Chicken Spiedies
Source: combination of recipes
We found this regional favorite in Binghamton, at a state playoff softball game.

Marinade:
1 cup vegetable oil
2/3 cup cider vinegar
1 T Worcestershire sauce
1 small onion, finely chopped
1 large clove garlic, minced
1/2 tsp salt
1/2 tsp sugar
1/2 tsp dried basil
1/2 tsp dried oregano

2 1/2 pounds boneless chicken thighs, cut into 1-inch cubes

6 hoagie rolls or hot dog buns
Butter or olive oil
Additional marinade (optional)

In a 13x9-inch glass baking dish, combine all marinade ingredients and mix well to combine. Add cubed meat, tossing to coat it well. Cover and refrigerate for 24 hours, periodically turning the meat to coat it with marinade.

Heat grill and lightly rub cooking grid with vegetable oil to keep meat from sticking. Evenly divide meat cubes and thread them on six metal skewers. Discard marinade. Grill meat over medium heat until cooked and nicely browned on all sides, about 10 to 15 minutes.

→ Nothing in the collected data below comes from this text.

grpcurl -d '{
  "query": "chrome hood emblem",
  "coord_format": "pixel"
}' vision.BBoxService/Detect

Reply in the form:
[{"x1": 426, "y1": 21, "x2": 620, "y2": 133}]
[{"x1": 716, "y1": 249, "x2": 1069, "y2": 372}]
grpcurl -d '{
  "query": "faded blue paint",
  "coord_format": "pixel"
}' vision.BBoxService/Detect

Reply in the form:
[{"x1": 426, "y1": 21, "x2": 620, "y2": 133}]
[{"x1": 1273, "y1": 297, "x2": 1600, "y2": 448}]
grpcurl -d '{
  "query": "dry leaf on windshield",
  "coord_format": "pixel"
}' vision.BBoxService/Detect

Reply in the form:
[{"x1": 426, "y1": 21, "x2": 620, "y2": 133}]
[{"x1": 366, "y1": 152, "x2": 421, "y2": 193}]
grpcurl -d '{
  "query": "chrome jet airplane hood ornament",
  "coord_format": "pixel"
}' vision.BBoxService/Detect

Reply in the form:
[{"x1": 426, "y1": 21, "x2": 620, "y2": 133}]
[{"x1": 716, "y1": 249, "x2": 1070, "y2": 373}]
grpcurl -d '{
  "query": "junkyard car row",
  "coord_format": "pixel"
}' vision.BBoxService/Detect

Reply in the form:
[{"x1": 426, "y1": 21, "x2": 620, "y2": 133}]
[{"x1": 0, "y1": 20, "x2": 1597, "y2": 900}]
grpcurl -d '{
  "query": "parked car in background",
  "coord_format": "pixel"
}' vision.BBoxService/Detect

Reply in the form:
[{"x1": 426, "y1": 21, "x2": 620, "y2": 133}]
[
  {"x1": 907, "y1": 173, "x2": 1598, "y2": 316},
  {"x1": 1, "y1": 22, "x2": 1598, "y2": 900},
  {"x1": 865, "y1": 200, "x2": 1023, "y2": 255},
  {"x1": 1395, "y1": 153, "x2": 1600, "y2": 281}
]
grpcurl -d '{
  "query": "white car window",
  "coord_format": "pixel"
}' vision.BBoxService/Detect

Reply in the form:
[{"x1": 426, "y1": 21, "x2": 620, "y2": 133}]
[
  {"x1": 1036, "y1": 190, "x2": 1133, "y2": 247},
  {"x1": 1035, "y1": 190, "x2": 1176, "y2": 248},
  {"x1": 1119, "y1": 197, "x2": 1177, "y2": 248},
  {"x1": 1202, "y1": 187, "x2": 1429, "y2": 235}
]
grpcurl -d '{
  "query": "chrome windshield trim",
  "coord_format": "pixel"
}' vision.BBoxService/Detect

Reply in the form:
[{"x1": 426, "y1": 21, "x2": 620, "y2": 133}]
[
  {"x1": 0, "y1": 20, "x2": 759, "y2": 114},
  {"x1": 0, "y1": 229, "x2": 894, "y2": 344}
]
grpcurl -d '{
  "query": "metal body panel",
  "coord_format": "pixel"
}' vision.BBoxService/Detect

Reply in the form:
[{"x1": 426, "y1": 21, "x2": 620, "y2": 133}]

Meanwhile, lightly butter rolls or brush them lightly with olive oil and place them under the broiler, or face-down on the grill, just until lightly browned. Remove meat from skewers, and place it directly into heated rolls.

Yield: 6 sandwiches.

Note: If desired, make additional marinade to drizzle over the spiedies; do not re-use meat marinade. Spiedies can be a bit dry without the additional sauce.